O jornal mato-grossense “O Documento”, de Cuiabá, publicou reportagem sob o título “TAC estabelece medidas para coibir expansão urbana irregular”. Uma vez que esse tema tem tudo a ver com a campanha Lote Legal, criada pela AELO em 2021, em parceria com várias instituições, o texto daquele jornal é aqui reproduzido.
O município de Colíder (foto), situado a 634 quilômetros de Cuiabá, celebrou Termo de Ajustamento de Conduta com o Ministério Público do Estado de Mato Grosso comprometendo-se a promover, em 120 dias, a estruturação de órgão de fiscalização para identificação dos loteamentos clandestinos existentes na cidade. Após a estruturação, o acordo estabelece o prazo de um ano para conclusão de um estudo da realidade local e apontamento das medidas adotadas para regularização dos empreendimentos.

Conforme o TAC, após a identificação dos loteamentos clandestinos, o município deverá fixar placas informativas esclarecendo à população que se trata de loteamento clandestino ou em fase de regularização. A medida visa evitar a construção de qualquer edificação sem a prévia autorização da administração municipal.

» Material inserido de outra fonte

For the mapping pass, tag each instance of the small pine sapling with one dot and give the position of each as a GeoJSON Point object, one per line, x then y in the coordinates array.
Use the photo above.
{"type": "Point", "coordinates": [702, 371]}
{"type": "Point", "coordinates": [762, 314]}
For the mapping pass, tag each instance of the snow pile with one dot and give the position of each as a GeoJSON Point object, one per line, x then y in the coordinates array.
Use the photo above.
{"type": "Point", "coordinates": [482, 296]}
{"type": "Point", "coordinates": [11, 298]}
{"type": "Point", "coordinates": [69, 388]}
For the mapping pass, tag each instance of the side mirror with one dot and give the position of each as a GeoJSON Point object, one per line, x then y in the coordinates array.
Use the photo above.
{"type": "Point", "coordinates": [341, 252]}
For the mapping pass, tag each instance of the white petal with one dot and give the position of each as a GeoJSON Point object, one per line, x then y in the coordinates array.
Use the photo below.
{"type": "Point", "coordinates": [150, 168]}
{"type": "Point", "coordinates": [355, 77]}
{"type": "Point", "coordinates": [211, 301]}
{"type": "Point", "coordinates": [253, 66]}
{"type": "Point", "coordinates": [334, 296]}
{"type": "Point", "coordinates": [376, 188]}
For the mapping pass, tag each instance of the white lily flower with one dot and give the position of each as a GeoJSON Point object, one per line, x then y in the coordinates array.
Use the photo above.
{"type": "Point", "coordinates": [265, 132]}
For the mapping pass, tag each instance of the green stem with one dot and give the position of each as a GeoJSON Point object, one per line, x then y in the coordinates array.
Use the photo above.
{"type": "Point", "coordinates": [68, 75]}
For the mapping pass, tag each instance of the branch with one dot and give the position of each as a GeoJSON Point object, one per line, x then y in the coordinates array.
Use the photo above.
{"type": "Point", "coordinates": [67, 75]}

O acordo prevê ainda o encaminhamento de projeto de lei à Câmara Municipal com aumento do valor da multa nos casos de embargo administrativo. As distribuidoras de energia elétrica e água tratada também deverão ser notificadas pelo município para que se abstenham de efetuar ligações nos loteamentos clandestinos que não possuam moradias.
O descumprimento das obrigações assumidas sujeita o Município de Colíder ao pagamento de multa diária no valor de R$ 2 mil, devidamente corrigida pelos índices legais aplicados aos débitos judiciais até a data do efetivo pagamento, a ser destinada ao Fundo Municipal do Meio Ambiente de Colíder.
Assinam o TAC o prefeito de Colíder, Hemerson Lourenço Máximo; a promotora de Justiça Graziella Sallina Ferrai; o secretário de Meio Ambiente e Assuntos Fundiários, Ivaine Molina Júnior, e a assessora jurídica do Município Maiza Emanuely Dalazem Rodrigues.